Aux termes de l’article L. 313-44 du code de la consommation, lorsqu’il est déclaré dans l’acte constatant le prêt que celui-ci est destiné à financer des ouvrages ou des travaux immobiliers au moyen d’un contrat de promotion, de construction, de maîtrise d’œuvre ou d’entreprise, le tribunal peut, en cas de contestation ou d’accidents affectant l’exécution des contrats et jusqu’à la solution du litige, suspendre l’exécution du contrat de prêt sans préjudice du droit éventuel du prêteur à l’indemnisation.

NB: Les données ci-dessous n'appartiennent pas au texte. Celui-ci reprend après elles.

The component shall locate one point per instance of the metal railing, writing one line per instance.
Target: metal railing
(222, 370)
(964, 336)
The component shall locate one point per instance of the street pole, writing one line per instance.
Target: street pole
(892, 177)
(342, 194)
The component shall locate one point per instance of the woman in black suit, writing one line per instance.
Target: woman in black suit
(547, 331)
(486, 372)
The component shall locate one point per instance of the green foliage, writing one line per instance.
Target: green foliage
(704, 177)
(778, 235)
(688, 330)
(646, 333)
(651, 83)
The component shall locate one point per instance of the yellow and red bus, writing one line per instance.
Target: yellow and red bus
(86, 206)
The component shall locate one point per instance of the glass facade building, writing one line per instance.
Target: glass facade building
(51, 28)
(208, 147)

Ces dispositions ne sont applicables que si le prêteur est intervenu à l’instance ou s’il a été mis en cause par l’une des parties.
En l’espèce, M. [N] et Mme [Y] demandent la suspension des échéances de deux contrats de prêt souscrits auprès de la SA CREDIT LYONNAIS, l’un pour financer l’acquisition et les travaux d’amélioration, l’autre pour financer la création de surface inférieure ou égale à 14 m², dont le remboursement est toujours en cours.

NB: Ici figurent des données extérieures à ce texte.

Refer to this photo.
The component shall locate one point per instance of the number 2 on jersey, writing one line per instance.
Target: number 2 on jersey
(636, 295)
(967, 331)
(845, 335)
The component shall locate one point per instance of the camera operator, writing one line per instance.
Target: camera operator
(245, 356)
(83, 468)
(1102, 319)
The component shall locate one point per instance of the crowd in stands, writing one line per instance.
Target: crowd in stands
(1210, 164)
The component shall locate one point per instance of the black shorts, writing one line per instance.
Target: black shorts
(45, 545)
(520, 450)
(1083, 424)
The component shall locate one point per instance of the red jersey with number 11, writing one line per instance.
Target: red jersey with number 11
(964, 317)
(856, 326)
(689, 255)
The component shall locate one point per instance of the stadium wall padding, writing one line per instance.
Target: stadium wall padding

Ces travaux ayant donné lieu aux contrats de maîtrise d’oeuvre et de construction, dont l’exécution est contestée dans le cadre de la présente instance, sur la base du rapport d’expertise déposé par M. [U] le 22 décembre 2022, les conditions posées par l’article L. 313-44 du code de la consommation sont réunies, ce que la SA CREDIT LYONNAIS ne conteste pas.
Il convient donc de faire droit à la demande de suspension des remboursements des contrats de prêt consentis les 19 mai 2020 et 08 octobre 2020 par la SA CREDIT LYONNAIS pour les montants de 335 277 euros et de 160 000 euros jusqu’à la solution du litige.
La SA CREDIT LYONNAIS supportera les dépens de l’incident. Si à l’appui de leur demande sur le fondement de l’article 700 du code de procédure civile, M. [N] et Mme [Y] font valoir que la SA CREDIT LYONNAIS a refusé amiablement de faire droit à leur demande en suspension de l’exécution des contrats de prêt, ils ne produisent pas le justificatif de ce refus. Néanmoins, alors qu’ils l’ont appelé le 16 février 2024 en intervention forcée et ont déposé les conclusions d’incidents tendant à la suspension des crédits le 16 mai 2024, le CREDIT LYONNAIS a signifié par conclusions d’incident le 02 septembre 2024 qu’il ne s’opposait pas à la suspension. Dès lors, au titre de l’équité, il convient de la condamner à payer à M. [N] et Mme [Y] la somme de 600 euros sur le fondement de l’article 700 du code de procédure civile.
PAR CES MOTIFS
Le juge de la mise en état,
ORDONNE, jusqu’à la décision irrévocable à intervenir au fond dans la présente instance, la suspension des remboursements des contrats de prêt suivants, souscrits par M. [K] [N] et Mme [T] [Y] auprès de la SA CREDIT LYONNAIS :
— prêt n°5000534896BR11AH, conclu suivant offre du 19 mai 2020, d’un montant initial de 335 277 euros, modifié par un avenant du 24 février 2021,
— prêt n°50005348ZH2911AH, conclu suivant offre du 08 octobre 2020, d’un montant initial de 160 000 euros, modifié par un avenant du 10 février 2021 ;
RAPPELLE que l’incident de communication de pièce soulevé par la MAF par voie incidente le 17 mai 2024 sera jugé à l’audience d’incident du 14 mars 2025 à 10 h 30 ;
RAPPELLE le calendrier de mise en état :
Orientation 21/02/2025 + IC aux demandeurs à défaut clôture partielle
Orientation 30/05/2025 + IC aux défendeurs à défaut clôture partielle
Orientation 05/09/2025 + IC aux demandeurs à défaut clôture partielle
OC 03/10/2025
PLAIDOIRIE 21/10/2025 à 14 HEURES (COLLÉGIALE)
CONDAMNE la SA CREDIT LYONNAIS à payer à M. [K] [N] et Mme [T] [Y] la somme de 600 euros au titre de l’article 700 du code de procédure civile.
CONDAMNE la SA CREDIT LYONNAIS aux dépens de l’incident.
La présente décision est signée par Madame BOULNOIS, Vice-Président, Juge de la Mise en état de la 7ème Chambre Civile, et par Monsieur ROUCHEYROLLES, Greffier.